The recent issuance of CON8 provides some fascinating insights into the the FASB and IASB think about the economic consequences of their standards.

In 2008, the FASB and IASB wrote the exposure draft of what would become CON8 (“Exposure Draft of Conceptual Framework for Financial Reporting: The Objective of Financial Reporting and Qualitative Characteristics and Constraints of Decision-Useful Financial Reporting Information.”).  That document proposed that the mandate of the Boards is as follows:

The Boards’ mandate is to assist in the efficient functioning of economies and the efficient allocation of resources in capital markets by developing high-quality financial reporting standards. (Para. OB3)

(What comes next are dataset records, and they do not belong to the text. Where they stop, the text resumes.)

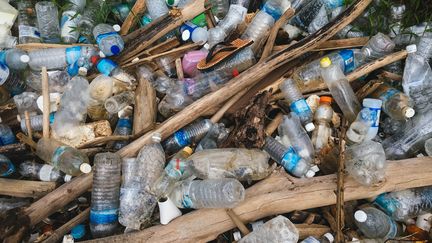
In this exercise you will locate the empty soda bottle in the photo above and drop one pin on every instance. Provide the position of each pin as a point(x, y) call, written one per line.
point(188, 135)
point(278, 229)
point(105, 194)
point(288, 158)
point(373, 223)
point(406, 204)
point(297, 103)
point(322, 118)
point(7, 168)
point(241, 164)
point(395, 103)
point(42, 172)
point(366, 162)
point(211, 193)
point(47, 17)
point(340, 89)
point(62, 157)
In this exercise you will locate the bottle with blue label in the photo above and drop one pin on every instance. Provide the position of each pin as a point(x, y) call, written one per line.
point(7, 168)
point(374, 223)
point(297, 103)
point(211, 193)
point(105, 194)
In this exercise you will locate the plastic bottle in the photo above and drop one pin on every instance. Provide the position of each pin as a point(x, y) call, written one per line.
point(340, 89)
point(108, 40)
point(288, 158)
point(47, 17)
point(373, 223)
point(15, 59)
point(278, 229)
point(105, 194)
point(7, 168)
point(297, 103)
point(187, 135)
point(406, 204)
point(291, 128)
point(42, 172)
point(212, 193)
point(395, 103)
point(62, 157)
point(27, 23)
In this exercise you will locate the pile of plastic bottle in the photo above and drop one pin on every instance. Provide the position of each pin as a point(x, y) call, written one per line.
point(190, 169)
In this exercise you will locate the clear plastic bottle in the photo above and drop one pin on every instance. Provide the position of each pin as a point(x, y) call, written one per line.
point(288, 158)
point(278, 229)
point(373, 223)
point(7, 168)
point(366, 162)
point(340, 89)
point(322, 118)
point(291, 128)
point(108, 40)
point(187, 135)
point(62, 157)
point(406, 204)
point(42, 172)
point(396, 104)
point(28, 31)
point(297, 103)
point(211, 193)
point(15, 59)
point(48, 21)
point(105, 194)
point(239, 163)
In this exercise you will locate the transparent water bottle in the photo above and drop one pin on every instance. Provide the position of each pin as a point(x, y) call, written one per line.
point(366, 162)
point(108, 40)
point(187, 135)
point(47, 17)
point(406, 204)
point(15, 59)
point(340, 89)
point(105, 194)
point(288, 158)
point(241, 164)
point(291, 128)
point(7, 168)
point(211, 193)
point(395, 103)
point(297, 103)
point(62, 157)
point(322, 117)
point(373, 223)
point(278, 229)
point(28, 31)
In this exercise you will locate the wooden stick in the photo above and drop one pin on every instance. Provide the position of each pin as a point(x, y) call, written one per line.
point(24, 188)
point(46, 104)
point(273, 33)
point(58, 234)
point(279, 194)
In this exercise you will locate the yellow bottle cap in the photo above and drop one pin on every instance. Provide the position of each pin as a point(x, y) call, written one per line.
point(325, 62)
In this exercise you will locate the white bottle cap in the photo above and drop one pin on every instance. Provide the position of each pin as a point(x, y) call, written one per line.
point(411, 48)
point(310, 127)
point(85, 168)
point(24, 58)
point(360, 216)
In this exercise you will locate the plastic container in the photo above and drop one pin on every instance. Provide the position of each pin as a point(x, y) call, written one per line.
point(212, 193)
point(340, 89)
point(297, 103)
point(105, 194)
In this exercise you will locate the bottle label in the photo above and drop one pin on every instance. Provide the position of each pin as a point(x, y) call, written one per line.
point(103, 216)
point(28, 31)
point(348, 57)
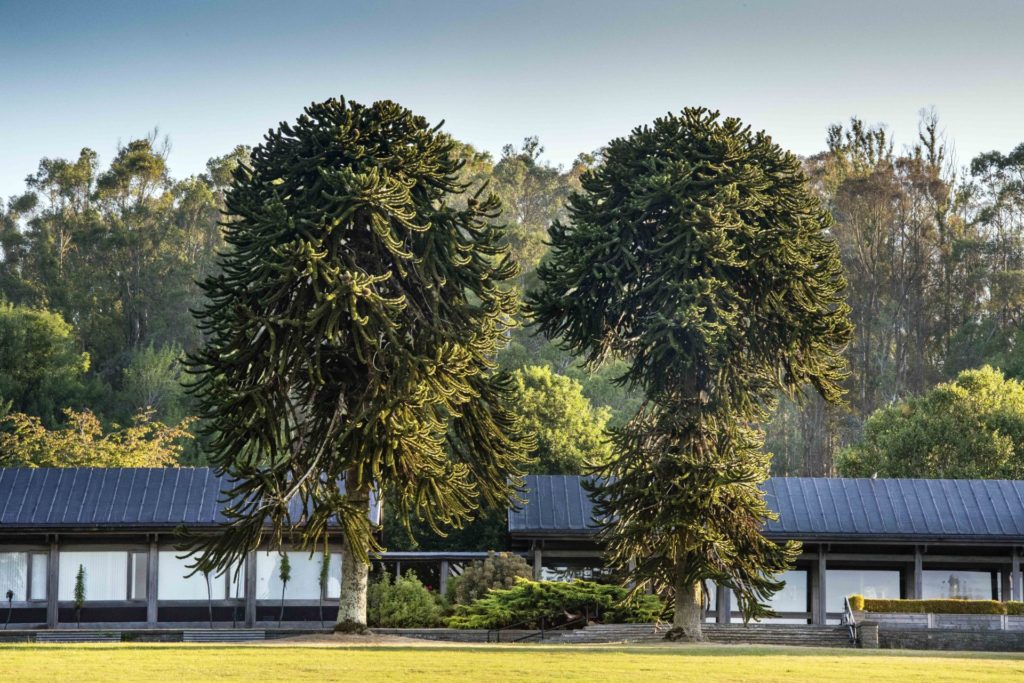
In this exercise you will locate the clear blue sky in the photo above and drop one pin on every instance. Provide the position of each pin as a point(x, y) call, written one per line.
point(215, 74)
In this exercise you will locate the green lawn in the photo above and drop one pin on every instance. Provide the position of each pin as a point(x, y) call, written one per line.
point(510, 664)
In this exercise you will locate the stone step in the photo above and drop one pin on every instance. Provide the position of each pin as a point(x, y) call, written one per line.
point(77, 637)
point(233, 636)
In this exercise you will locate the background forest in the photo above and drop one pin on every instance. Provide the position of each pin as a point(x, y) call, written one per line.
point(98, 265)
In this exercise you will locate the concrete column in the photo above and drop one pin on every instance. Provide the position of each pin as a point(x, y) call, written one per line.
point(250, 580)
point(919, 573)
point(52, 573)
point(723, 604)
point(1015, 573)
point(152, 582)
point(444, 573)
point(820, 611)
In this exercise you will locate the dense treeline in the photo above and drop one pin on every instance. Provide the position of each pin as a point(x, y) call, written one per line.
point(98, 265)
point(933, 256)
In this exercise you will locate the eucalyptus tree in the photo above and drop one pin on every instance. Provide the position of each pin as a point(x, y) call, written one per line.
point(695, 252)
point(351, 327)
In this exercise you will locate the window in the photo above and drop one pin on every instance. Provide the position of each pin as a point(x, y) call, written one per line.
point(13, 575)
point(105, 574)
point(175, 584)
point(957, 584)
point(842, 584)
point(793, 598)
point(304, 582)
point(38, 566)
point(570, 570)
point(334, 578)
point(139, 574)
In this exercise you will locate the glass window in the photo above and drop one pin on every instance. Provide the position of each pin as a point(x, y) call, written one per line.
point(105, 574)
point(793, 598)
point(304, 581)
point(13, 575)
point(569, 570)
point(139, 567)
point(334, 578)
point(40, 575)
point(842, 584)
point(957, 584)
point(173, 582)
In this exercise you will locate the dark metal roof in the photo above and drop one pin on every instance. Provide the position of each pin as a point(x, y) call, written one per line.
point(111, 498)
point(556, 505)
point(813, 508)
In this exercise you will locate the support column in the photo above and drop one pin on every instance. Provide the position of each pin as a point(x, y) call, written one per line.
point(152, 582)
point(723, 604)
point(820, 613)
point(442, 584)
point(1015, 573)
point(919, 573)
point(52, 573)
point(250, 582)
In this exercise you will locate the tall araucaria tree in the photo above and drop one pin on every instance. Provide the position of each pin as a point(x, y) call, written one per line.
point(696, 253)
point(350, 332)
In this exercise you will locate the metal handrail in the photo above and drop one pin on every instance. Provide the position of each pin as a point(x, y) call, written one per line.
point(849, 620)
point(541, 631)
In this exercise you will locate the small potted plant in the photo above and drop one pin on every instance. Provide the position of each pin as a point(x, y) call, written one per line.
point(79, 594)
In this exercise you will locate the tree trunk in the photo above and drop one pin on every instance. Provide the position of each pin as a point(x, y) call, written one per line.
point(354, 579)
point(686, 619)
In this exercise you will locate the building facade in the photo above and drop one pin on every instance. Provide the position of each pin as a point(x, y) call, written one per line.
point(124, 528)
point(877, 538)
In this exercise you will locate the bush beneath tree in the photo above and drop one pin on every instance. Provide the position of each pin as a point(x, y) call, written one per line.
point(498, 570)
point(556, 603)
point(403, 603)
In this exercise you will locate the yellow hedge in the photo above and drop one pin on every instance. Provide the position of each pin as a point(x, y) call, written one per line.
point(861, 603)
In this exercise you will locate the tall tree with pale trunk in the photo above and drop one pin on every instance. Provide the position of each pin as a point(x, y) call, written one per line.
point(350, 336)
point(695, 252)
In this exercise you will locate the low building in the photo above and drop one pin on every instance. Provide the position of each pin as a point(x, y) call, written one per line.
point(877, 538)
point(880, 538)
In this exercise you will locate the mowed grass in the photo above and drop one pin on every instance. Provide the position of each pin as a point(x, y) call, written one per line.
point(510, 664)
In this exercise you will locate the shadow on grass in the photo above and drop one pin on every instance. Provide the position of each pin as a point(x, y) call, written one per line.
point(675, 650)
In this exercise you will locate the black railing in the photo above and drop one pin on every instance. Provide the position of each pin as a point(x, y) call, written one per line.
point(849, 620)
point(537, 633)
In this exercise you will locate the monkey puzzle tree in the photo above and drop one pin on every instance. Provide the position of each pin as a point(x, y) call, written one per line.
point(696, 253)
point(350, 334)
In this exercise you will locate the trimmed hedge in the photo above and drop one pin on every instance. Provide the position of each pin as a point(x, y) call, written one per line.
point(528, 601)
point(861, 603)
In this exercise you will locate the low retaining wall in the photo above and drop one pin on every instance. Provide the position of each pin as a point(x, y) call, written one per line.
point(901, 621)
point(463, 635)
point(945, 639)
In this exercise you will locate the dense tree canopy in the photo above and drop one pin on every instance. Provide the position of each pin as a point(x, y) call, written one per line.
point(42, 370)
point(25, 441)
point(696, 253)
point(972, 427)
point(568, 430)
point(351, 332)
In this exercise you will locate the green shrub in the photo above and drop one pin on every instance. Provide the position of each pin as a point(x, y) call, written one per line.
point(403, 603)
point(498, 570)
point(944, 606)
point(556, 602)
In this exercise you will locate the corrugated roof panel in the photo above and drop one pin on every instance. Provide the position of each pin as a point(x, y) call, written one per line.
point(115, 498)
point(821, 508)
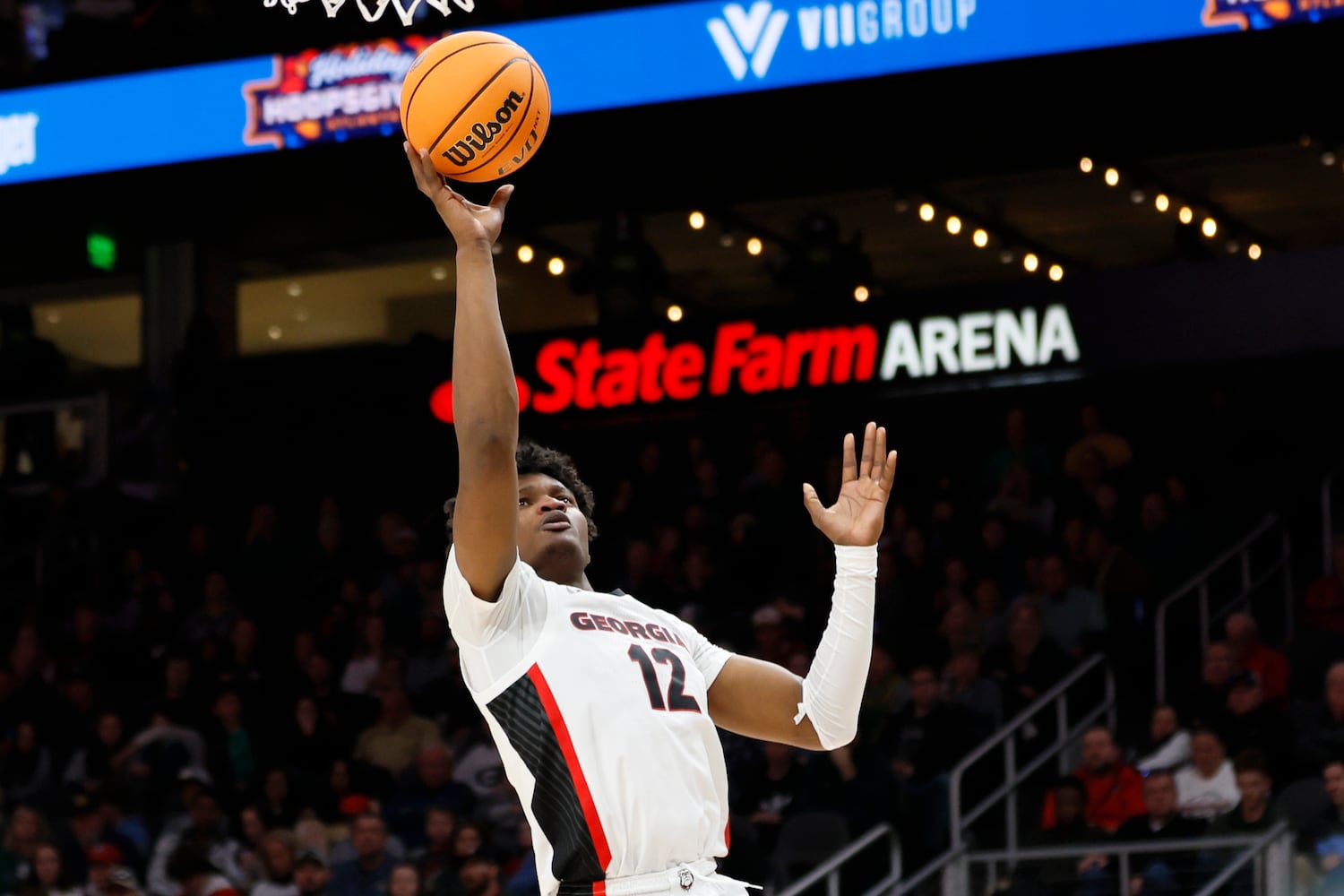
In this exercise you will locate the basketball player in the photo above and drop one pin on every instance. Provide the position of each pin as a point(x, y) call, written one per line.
point(602, 708)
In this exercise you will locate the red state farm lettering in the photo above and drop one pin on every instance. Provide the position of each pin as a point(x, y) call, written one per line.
point(585, 376)
point(762, 363)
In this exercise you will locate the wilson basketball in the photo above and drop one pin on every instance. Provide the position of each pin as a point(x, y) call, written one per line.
point(478, 102)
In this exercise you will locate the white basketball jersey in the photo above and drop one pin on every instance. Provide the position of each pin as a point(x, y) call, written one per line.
point(599, 710)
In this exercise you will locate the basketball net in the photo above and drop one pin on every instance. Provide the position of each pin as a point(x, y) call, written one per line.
point(405, 8)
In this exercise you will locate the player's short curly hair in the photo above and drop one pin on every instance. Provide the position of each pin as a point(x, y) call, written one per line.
point(538, 458)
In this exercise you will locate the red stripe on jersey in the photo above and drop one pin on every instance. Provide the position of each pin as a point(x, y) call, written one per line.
point(562, 735)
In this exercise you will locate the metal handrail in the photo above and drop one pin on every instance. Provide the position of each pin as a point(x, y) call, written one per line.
point(1252, 855)
point(1250, 848)
point(1198, 583)
point(830, 869)
point(1005, 735)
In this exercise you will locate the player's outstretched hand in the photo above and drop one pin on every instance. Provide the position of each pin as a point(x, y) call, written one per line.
point(859, 512)
point(468, 222)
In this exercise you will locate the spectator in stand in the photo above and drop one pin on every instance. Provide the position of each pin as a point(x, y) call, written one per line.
point(1253, 813)
point(279, 852)
point(47, 876)
point(1161, 874)
point(926, 739)
point(1207, 700)
point(1074, 616)
point(429, 783)
point(1115, 788)
point(1027, 664)
point(371, 869)
point(1250, 723)
point(1115, 449)
point(1324, 603)
point(1168, 745)
point(202, 849)
point(1252, 654)
point(1207, 786)
point(1320, 724)
point(1070, 828)
point(394, 742)
point(312, 876)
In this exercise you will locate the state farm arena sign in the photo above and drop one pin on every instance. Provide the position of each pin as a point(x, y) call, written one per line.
point(741, 358)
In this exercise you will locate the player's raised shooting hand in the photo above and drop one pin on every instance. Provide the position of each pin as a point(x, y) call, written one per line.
point(467, 220)
point(857, 516)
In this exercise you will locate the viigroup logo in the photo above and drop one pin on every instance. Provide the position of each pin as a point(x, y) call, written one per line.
point(747, 38)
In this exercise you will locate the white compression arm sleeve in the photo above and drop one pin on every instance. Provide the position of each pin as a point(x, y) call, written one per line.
point(833, 688)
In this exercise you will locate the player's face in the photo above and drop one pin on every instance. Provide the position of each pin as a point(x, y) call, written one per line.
point(551, 530)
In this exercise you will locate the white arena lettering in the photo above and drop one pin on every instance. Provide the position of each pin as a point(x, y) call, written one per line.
point(849, 23)
point(288, 109)
point(18, 140)
point(978, 343)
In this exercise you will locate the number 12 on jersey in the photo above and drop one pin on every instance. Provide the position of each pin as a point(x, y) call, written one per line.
point(677, 699)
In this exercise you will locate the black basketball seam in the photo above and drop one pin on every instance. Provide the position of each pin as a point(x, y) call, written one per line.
point(531, 69)
point(427, 72)
point(531, 91)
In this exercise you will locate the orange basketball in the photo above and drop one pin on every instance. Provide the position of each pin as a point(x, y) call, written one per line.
point(478, 102)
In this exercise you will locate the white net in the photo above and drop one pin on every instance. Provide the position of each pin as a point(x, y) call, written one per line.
point(374, 11)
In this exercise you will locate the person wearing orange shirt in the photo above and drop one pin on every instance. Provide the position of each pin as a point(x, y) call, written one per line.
point(1115, 788)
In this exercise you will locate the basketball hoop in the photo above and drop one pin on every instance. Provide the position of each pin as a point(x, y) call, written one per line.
point(406, 10)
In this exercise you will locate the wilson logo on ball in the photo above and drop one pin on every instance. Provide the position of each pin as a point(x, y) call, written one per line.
point(483, 134)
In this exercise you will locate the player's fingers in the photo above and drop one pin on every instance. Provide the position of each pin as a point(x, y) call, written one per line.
point(866, 460)
point(879, 452)
point(849, 468)
point(889, 471)
point(502, 198)
point(812, 503)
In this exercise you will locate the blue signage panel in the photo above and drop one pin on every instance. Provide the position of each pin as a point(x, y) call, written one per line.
point(591, 62)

The final version of the Conceptual Framework No. 8 (CON8) did not include this statement, and explicitly rejected expanding the objective of financial reporting to include maintaining financial stability:

OB2. The objective of general purpose financial reporting is to provide financial information about the reporting entity that is useful to existing and potential investors, lenders, and other creditors in making decisions about providing resources to the entity. Those decisions involve buying, selling, or holding equity and debt instruments and providing or settling loans and other forms of credit.

OB10. Other parties, such as regulators and members of the public other than investors, lenders, and other creditors, also may find general purpose financial reports useful. However, those reports are not primarily directed to these other groups.

Why the change?  From the Basis For Conclusions: CON8, BC 1.23-27):

…[S]ome may take the view that the best way to maintain financial stability is to require entities not to report or to delay reporting some changes in asset or liability values.

That requirement almost certainly would result in depriving investors, lenders, and other creditors of information that they need.

The only way to avoid conflicts would be to eliminate or deemphasize the existing objective of providing information to investors, lenders, and other creditors.

The Board concluded that eliminating that objective would be inconsistent with its basic mission, which is to serve the information needs of participants in capital markets.

The Board also noted that providing relevant and faithfully represented financial information can improve users’ confidence in the information and, thus, contribute to promoting financial stability.

I think we can better understand these tensions if we explicitly define three distinct ways of assessing whether a standard “works”:

  • Conceptual Approach. Reporting standards should result in financial statements that are with a Conceptual Framework that defines the desirable characteristics of financial reports, the nature financial statement elements and the appropriate methods of recognition, measurement and disclosure.
  • Decision-Usefulness Approach. Reporting standards should result in better economic decisions by individual users of financial statements.
  • Economic Consequences Approach. Reporting standards should result in better aggregate outcomes, such as higher rates of economic growth, greater economic stability and more desirable distributions of wealth and income.

These are all normative judgments, but they suggest some interesting positive questions:

  1. Do standards that are conceptually appealing also result in better decisions and economic consequences?
  2. Do better individual decisions also result in favorable economic consequences?
  3. Do favorable economic consequences necessarily reflect more decision-useful or conceptually appropriate standards?

What research addresses these questions?